December/January school holidays
During the December/January school holidays in each year the children live with the mother and father at all times as may be agreed between them in writing but failing agreement, and commencing in December 2019, with the father in the first half of the school holidays and with the mother in the second half, and commencing in December 2020, with the mother in the first half of the school holidays and with the father in the second half, and alternating in years thereafter.
The week about time in paragraph (3) hereof will recommence after the December/January school holidays as if the school holidays had not interrupted the week about arrangement.
For the purpose of school holiday time in paragraph (4) hereof the school holidays are taken to commence after school on the last day of term and conclude on the morning of the first day of the next school term and the calculation of half school holidays shall be based on the number of nights in each school holidays, and if there is an odd number of nights then the children will spend the extra night with the parent who is spending time with the children for the first half of the school holidays in that year.
Special occasions
On Mother's Day, the mother spend time with the children at all times as may be agreed between the parents in writing but otherwise, if the children are with the father, then from 5.00pm on Saturday to 5.00pm on Mother's Day, and the father shall forego that time.
On Father's Day, the father spend time with the children at all times as may be agreed between the parents in writing but otherwise, if the children are with the mother, then from 5.00pm on Saturday to 5.00pm on Father's Day and the mother shall forego that time.
On each of the children's birthdays, with all the children, at all times as may be agreed between the parents in writing but otherwise as follows:
(a)if a school day then from after school until 7.00pm with the parent who does not have the children in their care on that day; and
(b) if a non-school day from 2.00pm to 7.00pm with the parent who does not have the children in their care on that day.
The parent who does not have the children in their care for the first half of the December/January school holidays shall spend time with the children from 2.00pm Christmas Day to 6.00pm Boxing Day, unless otherwise agreed between the parents in writing.
Communication
The parent who does not have the children in their care shall be at liberty to communicate with the children by telephone on a Wednesday between 6.00pm and 7.00pm for a period of up to 30 minutes in total, with the parent who does not have the children in their care to initiate the call and the parent who has care of the children to facilitate the call, including but not limited to ensuring that any mobile phone is switched on and charged and that the children are provided with privacy for the call as well as ensuring the children are not in earshot of the parent and that the parent is not in earshot of the call.
Neither parent during telephone communication with the children shall pass messages to the other through the children.
The parents shall communicate with each other by means of a password protected email communication book (both parents indicated that they understood what this required of them) and shall ensure that the communications relate to the children only and with all communication to be respectful and polite.
Changeovers
Changeovers that do not take place at the children's school shall take place by the parent who is to have the children come into their care collecting the children from the residence of the other parent, unless otherwise agreed by the parents in writing.

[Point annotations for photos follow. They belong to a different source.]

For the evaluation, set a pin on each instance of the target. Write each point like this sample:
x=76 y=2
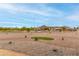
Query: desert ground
x=68 y=46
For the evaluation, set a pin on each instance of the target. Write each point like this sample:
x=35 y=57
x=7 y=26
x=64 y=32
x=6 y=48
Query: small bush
x=43 y=38
x=9 y=42
x=35 y=39
x=62 y=38
x=54 y=50
x=25 y=36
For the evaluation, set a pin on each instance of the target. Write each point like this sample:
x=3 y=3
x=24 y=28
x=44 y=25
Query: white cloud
x=44 y=11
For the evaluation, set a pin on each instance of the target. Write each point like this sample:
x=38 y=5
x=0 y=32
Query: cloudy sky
x=30 y=15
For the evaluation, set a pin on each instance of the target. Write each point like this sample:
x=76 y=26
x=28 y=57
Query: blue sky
x=31 y=15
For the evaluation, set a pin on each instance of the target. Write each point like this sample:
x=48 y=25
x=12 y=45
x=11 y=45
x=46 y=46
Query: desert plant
x=43 y=38
x=55 y=50
x=62 y=38
x=25 y=36
x=35 y=39
x=10 y=42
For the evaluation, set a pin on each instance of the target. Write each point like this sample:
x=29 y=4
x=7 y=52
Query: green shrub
x=43 y=38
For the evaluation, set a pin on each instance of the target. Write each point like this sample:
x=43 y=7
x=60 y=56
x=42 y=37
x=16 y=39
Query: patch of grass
x=42 y=38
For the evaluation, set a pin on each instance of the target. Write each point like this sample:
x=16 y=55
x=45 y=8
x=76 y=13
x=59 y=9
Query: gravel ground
x=57 y=47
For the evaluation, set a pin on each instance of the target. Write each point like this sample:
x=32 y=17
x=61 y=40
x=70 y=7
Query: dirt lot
x=67 y=46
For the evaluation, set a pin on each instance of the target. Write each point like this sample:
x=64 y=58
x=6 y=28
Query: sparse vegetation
x=10 y=42
x=55 y=50
x=43 y=38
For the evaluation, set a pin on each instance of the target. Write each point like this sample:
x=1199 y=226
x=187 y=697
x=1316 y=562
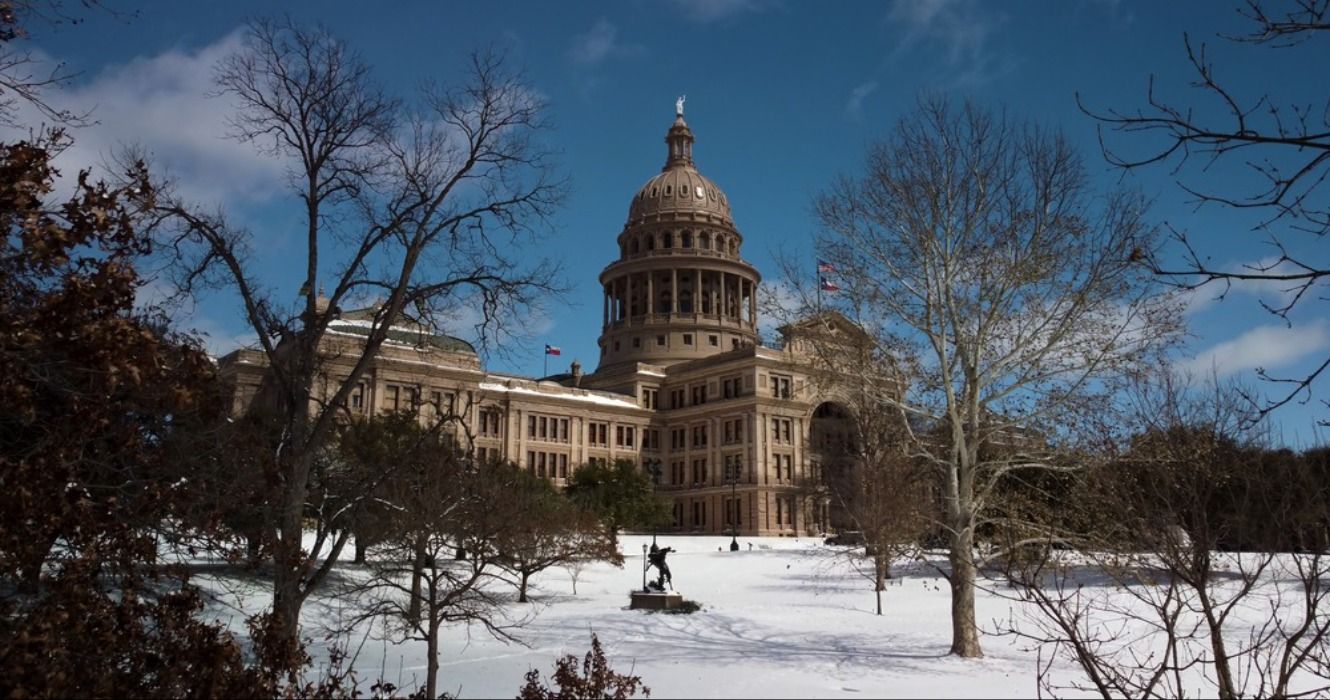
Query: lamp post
x=653 y=467
x=732 y=477
x=645 y=564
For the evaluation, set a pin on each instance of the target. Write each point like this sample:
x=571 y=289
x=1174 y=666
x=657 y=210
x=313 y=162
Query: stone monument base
x=656 y=600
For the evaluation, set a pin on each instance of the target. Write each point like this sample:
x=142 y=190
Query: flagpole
x=817 y=264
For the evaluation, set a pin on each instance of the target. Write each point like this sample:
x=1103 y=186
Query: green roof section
x=414 y=333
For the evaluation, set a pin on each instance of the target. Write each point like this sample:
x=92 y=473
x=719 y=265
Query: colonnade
x=726 y=296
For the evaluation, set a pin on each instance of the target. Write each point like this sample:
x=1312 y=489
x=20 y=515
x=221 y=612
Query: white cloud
x=1273 y=293
x=599 y=44
x=854 y=105
x=960 y=28
x=1264 y=346
x=709 y=11
x=161 y=104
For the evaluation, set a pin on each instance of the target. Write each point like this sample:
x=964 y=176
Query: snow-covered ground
x=782 y=619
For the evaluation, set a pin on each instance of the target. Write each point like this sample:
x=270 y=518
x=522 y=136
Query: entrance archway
x=831 y=455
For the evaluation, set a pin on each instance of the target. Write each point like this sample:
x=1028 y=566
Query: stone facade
x=684 y=389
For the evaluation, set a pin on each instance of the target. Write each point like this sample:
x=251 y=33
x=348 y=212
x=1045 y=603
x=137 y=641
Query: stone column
x=697 y=290
x=673 y=290
x=628 y=302
x=724 y=298
x=752 y=305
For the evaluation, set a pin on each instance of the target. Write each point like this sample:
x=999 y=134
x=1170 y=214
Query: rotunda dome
x=678 y=188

For the purposes of the preceding paragraph:
(a)the parent collecting the children shall do so from the front boundary of the property and shall not enter the property unless invited to do so;
(b)both parents shall conduct themselves politely and respectfully at all times and ensure any person accompanying them conducts themselves politely and respectfully at all times;
(c)both parents shall use their best endeavours to ensure that any other person who may be present at the changeover does not intervene either physically or verbally in the process; and
(d)each parent shall be at liberty to send an agent provided such agent is a person know to the children and the collecting parent has provided notice to the other parent by means of SMS or email.
Specific issues
The father shall keep the mother informed of the name and contact details of any treating medical practitioners, therapists or allied health professional for the children and in the event the father is unable to attend an appointment for the children the father shall forthwith inform the mother so that she may attend if she is available.
This Order be sufficient authority for each parent to obtain from the children's medical practitioners, therapists or allied health professional, at their own cost, all information normally provided to parents.
Each parent shall notify the other as soon as reasonably practicable of any serious illness or medical emergency related to the children, when they are in their care.
Schooling
Save as provided in this Order, neither parent shall enrol the children in an extracurricular activity that occurs in whole or part in the other parent's time without their written consent first obtained. No consent is required if the children are not required to attend the activity during the time they are living with the other parent.
Each parent shall be at liberty to nominate one extracurricular activity for each of the children to attend on a weekly basis, and both parents will ensure the children attend their respective activities as scheduled.
The parent who nominates the extracurricular activity will pay for the activity for that child.
Each parent shall be at liberty to attend all school and extracurricular activities normally attended by parents and shall not prevent the children from interacting with the other parent or their friends or family who may be present.
This Order be sufficient authority for each parent to obtain from the children's school and extracurricular activity providers, at their own cost, all information normally provided to parents.
Passports/Overseas travel
Notwithstanding the conferral of equal shared parental responsibility for the children, B born … 2007, C born … 2008 and D born … 2009, on the mother and the father (save for health and choice of high school), MR BIRCHER is hereby authorised to apply for, obtain and renew Australian passports for the said three children without the consent of the mother, MS BIRCHER and without the need for the mother to sign any applications for the issue or renewal of any such passports.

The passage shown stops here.